Transmutations of Power in Contemporary Global Realities
Project Summary
Through anthropological fieldwork in non-western and western contexts, this collaborative institutional project (by eleven senior researchers at the University of Bergen) takes a comparative approach to the problems of state control and legitimacy under contemporary global conditions. However similar modern states may appear in their governmental structures, the project assumes that "states" and "state processes" can be satisfactorily comprehended only by investigating how they are embedded, historically, culturally, politically, in their respective societal contexts. Instituted state orders and structures are currently challenged. Relinquishing its once supreme regulatory hold over economy and citizenry, the modern state sees its dominant form being questioned. Former state monopolies over power appear weakened, and the territorially bounded hierarchical state order, epitomized in "the nation state", is being crosscut and subverted by lateral networks.
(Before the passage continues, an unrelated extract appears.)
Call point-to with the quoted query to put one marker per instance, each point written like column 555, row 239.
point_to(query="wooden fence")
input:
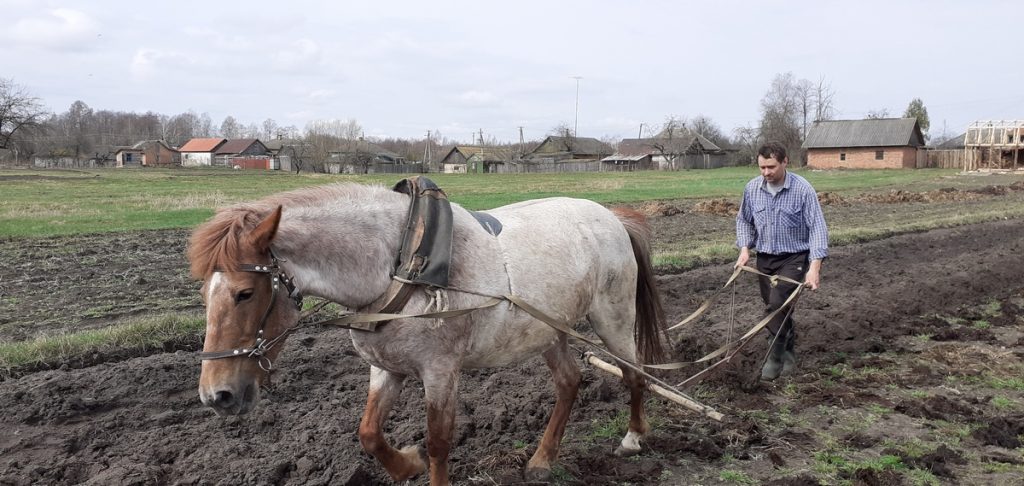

In order to comprehend comparatively the highly variable processes that determine the state's societal controls, legitimacy and, ultimately, fate, the project critically examines localized (religious or secular, traditional or emergent) modes of response to state forms and how these may arcticulate with more recent imperial globalizing processes. The project's constituent cases are from Canada, USA, Norway, Italy, Slovenia, Sudan, Botswana, Kuwait, Lebanon, Afghanistan, India, Sri Lanka, Indonesia, Solomon Islands, and Australia. Several more cases will be added as doctoral students and other collaborating scholars are attached to the project.